Will keep my gun powder dry until after another couple of rate rises next year. How anyone can think Australia doesn't have a two speed economy is beyond me. Just go talk to your local shopping centre small business people, and see if they are saying the same as Marius Kloppers and Tom Albanese.
Winston, You sure you not reading my mind …??? ….lol…….Have to say you impressed me with your last couple of posts…… clearly your finger is on the pulse in my opinion ….
I agree with timing, I agree with keeping gun powder dry so to speak but on the other hand, for me at least losing momentum isn’t an option….. Such is the speculative cycle.
Yes I am in Brisbane. The slow down seems to have been more pronounced and early here than Syd, Cbr, Mel. Be interesting to see how things unfold in the next few months nationally.
WW i agree with you that the Brisbane market is softening although for someone who owns a property or 2 in the City it doesnt really worry me. I owe very little in relation to my portfolio so a few interest rate rises doesnt mean a great deal.
Rents came off the boil about 12-18 months ago and i think if you were highly geared you would be in all sorts of trouble.
In saying all of this i am certainly seeing some excellent opportunities for development where developers / vendors are finding the pinch and offloading their sites at prices we saw 5-7 years ago.
I do agree however i think the opportunities will increase if you hang and wait your time with a few more rate increases.
Cheers
Yours in Finance
Richard Taylor | Australia's leading private lender
In saying all of this i am certainly seeing some excellent opportunities for development where developers / vendors are finding the pinch and offloading their sites at prices we saw 5-7 years ago ……. Looking to buy those … inner city…… keep us in the loop if you spot a bargain before or after a rate rise…………
I do agree however i think the opportunities will increase if you hang and wait your time with a few more rate increases.
Thanks Richard. Fast turnover will be the first thing we'll be looking at next year, maybe a quick corner lot boundary realignment and flick, uncomplicated by a slide. low risk low cost stuff. They seemed popular around Banyo, Zillmere, and Goodna over the last 18 mths.
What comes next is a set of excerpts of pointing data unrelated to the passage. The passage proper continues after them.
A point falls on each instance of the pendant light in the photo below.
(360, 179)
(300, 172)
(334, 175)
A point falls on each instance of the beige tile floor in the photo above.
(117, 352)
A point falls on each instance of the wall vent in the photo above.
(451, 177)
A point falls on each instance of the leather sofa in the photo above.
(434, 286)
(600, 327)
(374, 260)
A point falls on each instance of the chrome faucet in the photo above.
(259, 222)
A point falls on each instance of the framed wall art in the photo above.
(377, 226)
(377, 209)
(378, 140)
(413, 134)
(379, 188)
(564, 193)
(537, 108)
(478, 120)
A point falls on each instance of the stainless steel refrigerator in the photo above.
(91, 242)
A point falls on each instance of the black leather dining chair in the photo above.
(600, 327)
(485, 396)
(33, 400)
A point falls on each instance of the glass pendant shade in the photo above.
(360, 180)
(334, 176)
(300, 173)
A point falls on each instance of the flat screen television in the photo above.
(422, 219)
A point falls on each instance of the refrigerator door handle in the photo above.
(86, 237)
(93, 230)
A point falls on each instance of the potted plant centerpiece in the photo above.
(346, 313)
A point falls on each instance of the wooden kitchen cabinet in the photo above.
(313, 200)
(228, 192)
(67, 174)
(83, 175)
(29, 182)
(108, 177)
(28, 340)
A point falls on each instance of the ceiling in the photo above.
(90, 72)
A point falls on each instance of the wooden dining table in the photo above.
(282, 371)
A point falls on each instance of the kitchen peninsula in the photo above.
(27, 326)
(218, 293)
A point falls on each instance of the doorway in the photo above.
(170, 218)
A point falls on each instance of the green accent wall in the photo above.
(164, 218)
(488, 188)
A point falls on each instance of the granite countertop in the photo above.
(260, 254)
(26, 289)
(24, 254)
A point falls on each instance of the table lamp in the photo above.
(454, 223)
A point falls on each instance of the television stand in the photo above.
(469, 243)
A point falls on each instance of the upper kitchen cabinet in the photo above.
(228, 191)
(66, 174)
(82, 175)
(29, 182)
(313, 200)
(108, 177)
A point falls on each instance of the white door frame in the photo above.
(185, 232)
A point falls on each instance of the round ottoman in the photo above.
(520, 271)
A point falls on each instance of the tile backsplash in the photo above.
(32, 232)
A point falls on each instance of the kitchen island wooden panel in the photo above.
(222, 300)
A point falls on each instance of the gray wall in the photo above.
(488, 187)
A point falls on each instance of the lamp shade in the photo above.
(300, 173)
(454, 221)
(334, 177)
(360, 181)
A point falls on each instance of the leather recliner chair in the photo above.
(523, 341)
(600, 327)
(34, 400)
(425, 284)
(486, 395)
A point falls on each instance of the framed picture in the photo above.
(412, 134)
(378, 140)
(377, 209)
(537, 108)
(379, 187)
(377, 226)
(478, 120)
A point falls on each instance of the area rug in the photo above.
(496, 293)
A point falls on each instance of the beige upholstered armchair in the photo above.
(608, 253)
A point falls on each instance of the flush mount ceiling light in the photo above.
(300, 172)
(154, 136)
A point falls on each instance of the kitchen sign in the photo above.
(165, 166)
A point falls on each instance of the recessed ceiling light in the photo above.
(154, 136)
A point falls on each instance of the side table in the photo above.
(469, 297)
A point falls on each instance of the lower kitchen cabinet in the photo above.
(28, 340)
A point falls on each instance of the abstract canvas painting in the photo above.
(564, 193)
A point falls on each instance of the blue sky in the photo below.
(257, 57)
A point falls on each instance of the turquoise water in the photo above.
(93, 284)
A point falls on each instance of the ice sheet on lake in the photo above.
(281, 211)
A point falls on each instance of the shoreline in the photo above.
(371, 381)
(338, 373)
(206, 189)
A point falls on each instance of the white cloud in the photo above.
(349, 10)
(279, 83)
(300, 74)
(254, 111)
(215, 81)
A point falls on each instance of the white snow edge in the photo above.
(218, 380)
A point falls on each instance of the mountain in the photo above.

I've noted more recently LMR sites were being churned by small developers in Moorooka and Salisbury, but bidding was pretty healthy at the three auctions I attended.
We may take an equity hit on two properties we've bought this year (Grange and Wavell Heights), and the PPR we have for sale now (Highvale) but appreciate the opportunities ahead, contrary to one too many dills on Somersoft who think anyone who recognises a market downturn is a doom and gloomer.
Two infrastructure projects that have to be taken seriously are the cross river rail and Petrie train extension to Mango Hill (?Redcliffe) Both should be accompanied by denser zoning in appropriate precincts.
Agree in the fast turnover approach WW need to keep the momentum going good times or bad otherwise we do nothing…. and experience tells us doing nothing produces nothing…
We focus on LMR sites and will be avoiding Moorooka next year .. feel a bit of a glut happening there…. we have a complex of 6 on the market there now…. and our builder is weeks away from finalizing 16 of this own around the corner from us and sales on both are relatively nonexistent .
As far as Cross River Rail goes… got a bit excited at first as have another property at Yeerongpilly (thought of density increase).. Then read all about it …link below
Agree in the fast turnover approach WW need to keep the momentum going good times or bad otherwise we do nothing…. and experience tells us doing nothing produces nothing… agree beedie……..and early birds get the worm….so always ear to the ground re infrastructure changes. a savvy active investor shouldn't see any surprises in City Plan 2012 by the time it comes out.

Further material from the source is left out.